With a revenue system that’s heavily dependent on income taxes on the wealthy, California’s budget has a history of unexpected booms and busts that reflect the vagaries of the national economy. In that context, it’s notable that the state Legislative Analyst’s Office (LAO) has declared that “revenue estimates are an even bigger question mark than usual for the Legislature this year.”
The source of the uncertainty is Governor Jerry Brown’s tax plan. Brown’s proposal includes both a sales tax increase and an income tax increase on individuals making at least $250,000 a year or joint filers making at least $500,000.
One question, of course, is whether Brown’s plan will pass. That will likely be decided by California’s voters in November. This year, Brown is proposing the tax increases as a ballot initiative, after Republicans in the legislature blocked his tax plan last year.
Even if the tax initiative passes, though, the LAO’s report raised doubts about whether it will be bring in as much money as Brown hopes. Brown’s budget says the initiative will bring in $6.9 billion by the end of the 2012-13 fiscal year, but LAO put the number at $4.8 billion.

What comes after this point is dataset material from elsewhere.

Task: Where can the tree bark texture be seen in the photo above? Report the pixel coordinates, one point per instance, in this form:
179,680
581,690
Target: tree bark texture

The reason for the disparity, explains Justin Garosi, an LAO analyst, is different forecasts for the income tax portion of Brown’s plan. Those forecasts reflect different views on how much income Californians will claim in capital gains. Overall, the Brown administration thinks that Californians’ capital gains will hit $96 billion in 2012, while the LAO places the number at only $62 billion.
Forecasting capital gains is notoriously difficult. That’s partially because all economic forecasting is imprecise, but also because capital gains can rise and fall suddenly, independent of the expansions and contractions of the economy as a whole. One reason the Brown administration and the LAO came to different numbers, for example, is that the Brown administration assumes the Bush tax cuts will expire as scheduled at the end of this year. If that happens, investors are likely to claim more capital gains before their taxes go up, leading to a temporary boost in state revenue.
The very wealthy tend to claim a greater proportion of their income in capital gains. For that reason, the revenue from Brown’s income tax plan depends heavily on the capital gains number. By targeting the rich, Brown’s plan would make California’s tax code more progressive, but also potentially more volatile. “Neither number is going to be right,” Garosi acknowledges. “With forecasting, you try to get close.”
On that point, the LAO and the Brown administration seem to agree. “The Legislative Analyst’s Office report underscores the fundamental uncertainty of our time,” Brown’s office said in a statement , “and, therefore, the financial imperative to be prudent, make the tough cuts now and give the voters a choice on additional revenues.”